Berkeley professor talks gene editing at SXSW


As keynote speaker of South by Southwest’s Interactive track, Jennifer Doudna, UC Berkeley professor, spoke Saturday about the gene editing tool, called CRISPRCas9, she helped develop.

Scientists have sought to understand how to edit DNA, which stores genetic information in the form of double helices made up of base-pairs, for many years.

Douda addressed this during her keynote.

“What if a cell’s DNA could be edited like the text of a document?” Douda said.

The discovery of this gene editing began when researchers saw that some bacteria’s genetic material contained a sequence of short DNA repeats known as CRISPR. These short repeats also contain DNA sequences derived from viruses that previously infected the cell. In some bacteria, CRISPR combines with the protein Cas9 to form a CRISPRCas9 molecule. When viruses containing the same viral sequence as the one in CRISPR enter the cell, CRISPRCas9 cuts the viral DNA at that particular sequence, acting as as a form of immunity against viral infection.
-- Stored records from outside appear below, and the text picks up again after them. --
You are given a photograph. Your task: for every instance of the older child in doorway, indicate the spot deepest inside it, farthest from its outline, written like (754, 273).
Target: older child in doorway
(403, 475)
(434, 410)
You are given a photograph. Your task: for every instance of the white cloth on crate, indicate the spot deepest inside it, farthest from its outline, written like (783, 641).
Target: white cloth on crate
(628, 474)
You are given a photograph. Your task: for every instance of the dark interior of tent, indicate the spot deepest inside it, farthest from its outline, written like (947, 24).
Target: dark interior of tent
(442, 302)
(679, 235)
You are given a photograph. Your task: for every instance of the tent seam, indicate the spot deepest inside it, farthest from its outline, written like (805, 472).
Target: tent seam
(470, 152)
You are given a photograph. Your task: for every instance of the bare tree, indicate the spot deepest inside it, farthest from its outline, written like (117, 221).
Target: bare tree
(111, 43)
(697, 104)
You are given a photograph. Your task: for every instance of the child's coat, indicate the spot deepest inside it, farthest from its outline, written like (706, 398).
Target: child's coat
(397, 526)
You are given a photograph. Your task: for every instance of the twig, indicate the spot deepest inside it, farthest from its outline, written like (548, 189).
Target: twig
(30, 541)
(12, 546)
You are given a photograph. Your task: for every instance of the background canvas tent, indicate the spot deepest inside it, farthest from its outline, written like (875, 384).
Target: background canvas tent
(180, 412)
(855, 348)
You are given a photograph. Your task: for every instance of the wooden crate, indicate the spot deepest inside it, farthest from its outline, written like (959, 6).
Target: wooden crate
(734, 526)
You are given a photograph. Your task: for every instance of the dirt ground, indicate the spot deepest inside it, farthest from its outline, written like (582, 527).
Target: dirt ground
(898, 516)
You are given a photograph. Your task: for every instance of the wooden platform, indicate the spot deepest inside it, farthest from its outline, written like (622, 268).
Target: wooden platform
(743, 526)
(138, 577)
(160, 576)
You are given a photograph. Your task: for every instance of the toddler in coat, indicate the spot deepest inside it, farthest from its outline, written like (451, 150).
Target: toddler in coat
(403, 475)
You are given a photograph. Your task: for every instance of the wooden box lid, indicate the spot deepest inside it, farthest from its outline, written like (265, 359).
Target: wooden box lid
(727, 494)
Doudna said because CRISPR is programmable, researchers are able to use it to induce breaks in DNA, which can then be edited or added to before being repaired.

“In this way, the CRISPR system could be harnessed as a powerful technology for gene editing,” Doudna said. “I like to call CRISPR a molecular scalpel for DNA.”

Although the technology was introduced less than five years ago, scientists have already found many uses for CRISPRCas9. It’s been used to edit the genomes of plants and animals, which Doudna said has prompted a conversation on what defines a genetically-modified organism and how to regulate these organisms.

Clinical trials will soon use CRISPRCas9 to correct mutations for genetic diseases such as sickle cell disease. Researchers can also use it to engineer animals, such as pigs, to be better organ donors for humans. Doudna said that clinical trials in China were editing the immune systems of cancer patients for treatment, merging the fields of immunotherapy and gene editing.

CRISPRCas9 can be used to edit sperm, eggs and embryos, which then pass on those genetic changes to future generations. Editing heritable genes in a clinical setting brings up many ethical concerns and requires further conversation, Doudna said. However, she added that it still serves as a powerful tool.

“As human beings we now have the ability to control our own evolution,” Doudna said. “We can make changes to our own DNA that will be inherited by future generations and that’s an awesome outlook.”